Addressing the closing ceremony of the annual U.S.-Taiwan Defense Industry Conference, David F. Helvey, acting assistant secretary of defense for Indo-Pacific Security Affairs, noted the frequent incursions made by Chinese military aircraft into airspace near Taiwan.
These maneuvers by the People's Liberation Army (PLA) are not only testing Taiwan's ability to respond to coercion, they are also part of a broader challenge to security across the Indo-Pacific region, Helvey said at the forum.
Though the PLA's actions are real and dangerous, "the PLA is not unbeatable," the official said.
"Taiwan can, through smart investments, send a clear signal to Beijing that Taiwan's society and its armed forces are absolutely committed to the defense of Taiwan," he said.
The defense official said Washington continues to encourage Taipei to field "credible, resilient, mobile, distributed and cost-effective capabilities" to achieve a multi-domain deterrent.
"In particular, we encourage Taiwan to invest in what I like to call 'large numbers of small capabilities'-capabilities that can signal to an adversary that an invasion or an attack would not come without a significant cost," he said.
Examples of such "small dollar investments" include coastal defense cruise missiles, short-range air defense, defensive naval mines, small fast-attack craft, mobile artillery, and advanced surveillance assets, according to Helvey.

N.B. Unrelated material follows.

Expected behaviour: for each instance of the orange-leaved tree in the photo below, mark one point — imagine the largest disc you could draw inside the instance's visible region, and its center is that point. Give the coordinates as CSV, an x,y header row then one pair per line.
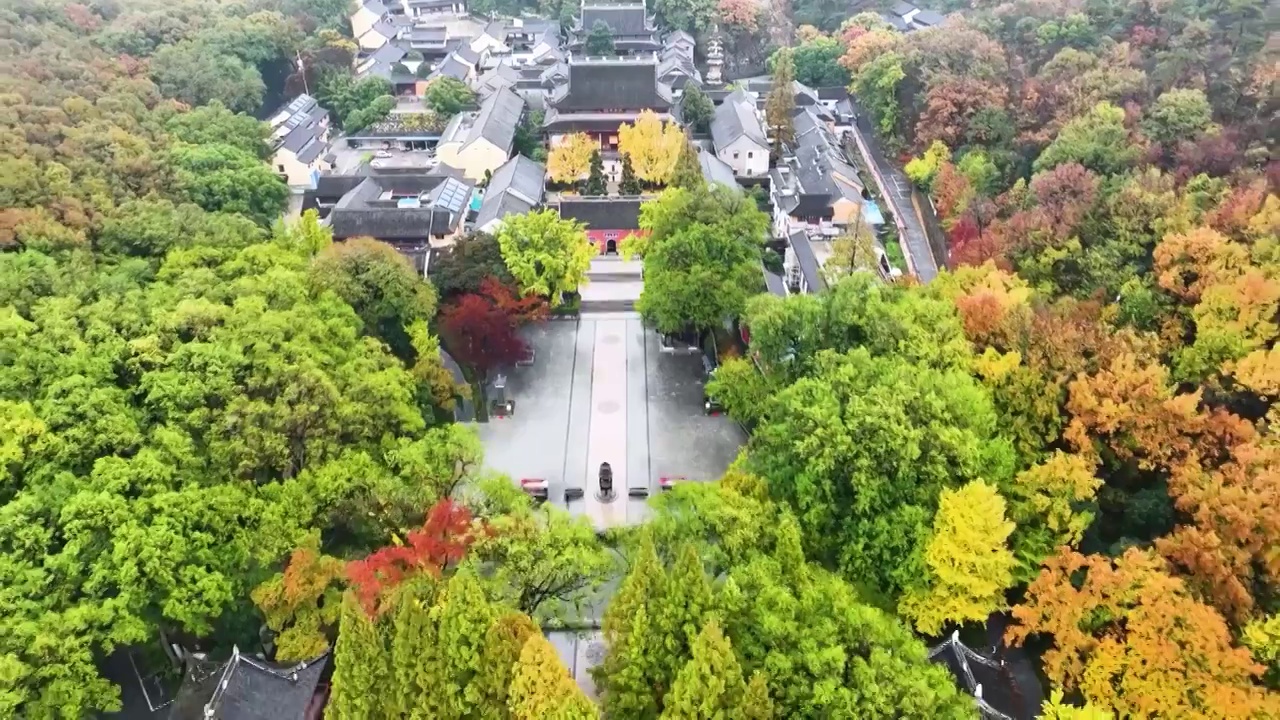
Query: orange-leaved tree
x,y
1130,638
440,543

The Pentagon official also urged Taiwan to continue to seek a balance of investments across its defense portfolio, including funding both indigenous development and foreign acquisitions to support an effective and constant military deterrent.
He also suggested that Taiwan strengthen its reserve forces to ensure that those brigades that are charged with supporting active troops in a crisis are able to do so when needed.
Aside from bilateral military collaboration, Helvey said the U.S. and Taiwan should work together on supply chains, especially those involving companies that provide chips and other technologies that are important parts of a nation's defense capability.
He praised the decision made earlier this year by Taiwan Semiconductor Manufacturing Co. (TSMC), the world's largest contract chipmaker, to build a wafer plant in Arizona as a "game changer," "not just for the semiconductor industry, but also for U.S. national security."
The footprint of Taiwan's leading semiconductor firm in the U.S. provides an opportunity for the U.S. and Taiwan to collaborate on intellectual property protection, "ensuring that the chips, like our militaries, are defendable against all potential threats," he said.
The 19th U.S.-Taiwan Defense Industry Conference, which opened Monday, was held over two days in a virtual format due to the COVID-19 pandemic.
The annual conference, which was launched in 2002, is usually held in September or October in the U.S. to facilitate dialogue between the two countries on Taiwan's national security needs, weapons procurement and military cooperation with the U.S.